The Kelsey Transformation
Members of a Girl Scout troop volunteer at Kelsey

Whatcom Land Trust’s Kelsey property is located in Ferndale just to the northeast of Lake Terrell. Kelsey is the second property ever to be donated to the Whatcom Land Trust. The parcel of land was originally a farmstead until it was purchased by Ruth Kelsey in 1968. Ruth was an art teacher and used the land as a way to escape from busy city life. After land developers started to take an interest in the property, however, Ruth realized it needed to be protected. In 1992, she made the decision to donate the Kelsey property to Whatcom Land Trust. The transformation of Kelsey has been a labor of love.

After it was donated, the Land Trust removed some of the leftover building structures on the property, but not much other significant work was done. In recent years Kelsey has been a flurry of conservation and stewardship. Longtime Volunteer Land Steward Janet Murray stepped up to the plate with her dedication and commitment to the Kelsey property. After taking a stewardship course hosted by the Washington Native Plant Society, Janet applied for and received a grant through the organization to complete a restoration project on Kelsey. It was small in size, removing reed canary grass and restoring a vernal pool on the property, though a lot of hours and sweat were involved.
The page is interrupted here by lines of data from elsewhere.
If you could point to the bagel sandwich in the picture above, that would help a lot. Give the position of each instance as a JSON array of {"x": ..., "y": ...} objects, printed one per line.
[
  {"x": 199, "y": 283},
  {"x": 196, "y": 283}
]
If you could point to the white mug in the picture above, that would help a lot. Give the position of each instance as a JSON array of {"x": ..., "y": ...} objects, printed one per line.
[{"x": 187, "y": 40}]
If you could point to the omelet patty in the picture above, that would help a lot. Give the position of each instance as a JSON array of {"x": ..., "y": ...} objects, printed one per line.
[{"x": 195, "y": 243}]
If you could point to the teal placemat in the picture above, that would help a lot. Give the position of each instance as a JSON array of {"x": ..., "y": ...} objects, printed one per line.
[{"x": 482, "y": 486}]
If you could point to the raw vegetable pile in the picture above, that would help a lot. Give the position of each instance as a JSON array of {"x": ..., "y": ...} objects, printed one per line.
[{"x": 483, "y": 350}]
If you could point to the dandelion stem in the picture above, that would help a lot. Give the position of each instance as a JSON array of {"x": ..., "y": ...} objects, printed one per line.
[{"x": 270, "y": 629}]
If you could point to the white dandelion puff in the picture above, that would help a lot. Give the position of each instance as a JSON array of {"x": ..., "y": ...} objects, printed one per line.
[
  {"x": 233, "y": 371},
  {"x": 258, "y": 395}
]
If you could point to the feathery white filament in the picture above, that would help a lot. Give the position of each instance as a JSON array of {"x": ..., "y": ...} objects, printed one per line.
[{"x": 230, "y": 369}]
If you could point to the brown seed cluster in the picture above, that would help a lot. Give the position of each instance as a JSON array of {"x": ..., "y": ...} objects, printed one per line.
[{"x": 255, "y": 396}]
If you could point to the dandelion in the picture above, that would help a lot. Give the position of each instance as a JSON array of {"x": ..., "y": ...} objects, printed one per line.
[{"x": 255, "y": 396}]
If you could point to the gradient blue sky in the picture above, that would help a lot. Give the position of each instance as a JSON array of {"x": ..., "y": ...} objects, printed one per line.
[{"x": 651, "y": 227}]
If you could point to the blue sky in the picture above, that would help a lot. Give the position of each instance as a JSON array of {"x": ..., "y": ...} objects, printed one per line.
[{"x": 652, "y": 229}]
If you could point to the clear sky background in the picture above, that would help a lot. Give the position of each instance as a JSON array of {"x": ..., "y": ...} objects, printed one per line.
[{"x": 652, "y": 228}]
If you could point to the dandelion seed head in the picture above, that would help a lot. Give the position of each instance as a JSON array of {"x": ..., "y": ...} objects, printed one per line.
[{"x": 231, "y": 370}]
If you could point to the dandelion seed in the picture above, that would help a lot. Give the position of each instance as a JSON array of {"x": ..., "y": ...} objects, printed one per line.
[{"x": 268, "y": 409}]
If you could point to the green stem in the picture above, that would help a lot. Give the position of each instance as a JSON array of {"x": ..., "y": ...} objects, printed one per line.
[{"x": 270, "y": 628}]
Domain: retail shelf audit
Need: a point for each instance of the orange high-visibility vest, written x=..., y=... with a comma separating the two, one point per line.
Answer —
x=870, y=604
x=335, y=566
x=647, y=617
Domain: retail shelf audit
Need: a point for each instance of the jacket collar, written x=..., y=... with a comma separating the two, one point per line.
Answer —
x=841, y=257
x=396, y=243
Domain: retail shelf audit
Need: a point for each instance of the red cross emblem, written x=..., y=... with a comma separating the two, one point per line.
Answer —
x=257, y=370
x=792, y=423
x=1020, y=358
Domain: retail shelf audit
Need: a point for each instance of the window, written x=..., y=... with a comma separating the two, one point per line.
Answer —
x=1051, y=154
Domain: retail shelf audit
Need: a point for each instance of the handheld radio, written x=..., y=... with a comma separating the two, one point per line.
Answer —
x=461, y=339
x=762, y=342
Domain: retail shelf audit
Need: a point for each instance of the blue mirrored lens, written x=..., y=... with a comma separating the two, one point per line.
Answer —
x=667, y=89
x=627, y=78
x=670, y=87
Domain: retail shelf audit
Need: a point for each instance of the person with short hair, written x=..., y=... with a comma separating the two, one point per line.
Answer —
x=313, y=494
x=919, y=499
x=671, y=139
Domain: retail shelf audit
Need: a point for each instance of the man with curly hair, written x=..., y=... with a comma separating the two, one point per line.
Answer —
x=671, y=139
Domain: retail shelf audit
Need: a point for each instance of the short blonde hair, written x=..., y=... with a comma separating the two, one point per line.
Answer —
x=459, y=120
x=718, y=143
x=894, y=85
A beaver dam on the Kelsey Property

The work didn’t stop there though. In 2018 Whatcom Land Trust applied for a grant from the American Forests Global ReLeaf program, in partnership with the Alcoa Foundation, to complete an acre of habitat restoration on Kelsey. The grant funded the planting of 700 hundred trees on a 1-acre stretch along Butler Creek. At the same time, Kelley Insurance contacted the Land Trust about donating native plants, in addition to their staff volunteering to put them in the ground during a work party. This donation allowed for an added 200 trees on an additional quarter-acre of land to be restored. The 900 trees on 1.25 acres along Butler Creek were planted over a series of three work parties. In 2019 the Land Trust applied for (and received) the same grant to plant even more trees on Kelsey, as well as a separate grant from the Alcoa Foundation that will fund restoration work on Whatcom Land Trust properties along the Lower Middle Fork of the Nooksack River.

See Kelsey’s transformation: Volunteers help plant trees at Kelsey

Kelsey is a property filled with life. Wood duck boxes and bat boxes at Kelsey are often occupied, and the creek which runs through the middle of the property provides spawning habitat for Chum salmon and other native species. Beavers have come and gone over the years, but a new dam along Butler Creek was just built within the last two years, which in turn supports the salmon, ducks, bats, and other species. The property was also used for a service learning project for a group of local students, involving the next generation in hands on conservation work. Ruth Kelsey’s gift, Janet Murray’s dedication, and the support of Alcoa and other business partners have all contributed to the Kelsey we see today. The property has continued to be a thriving ecosystem supporting many different kinds of wildlife and offers an important opportunity for the next generation to connect with and protect the land.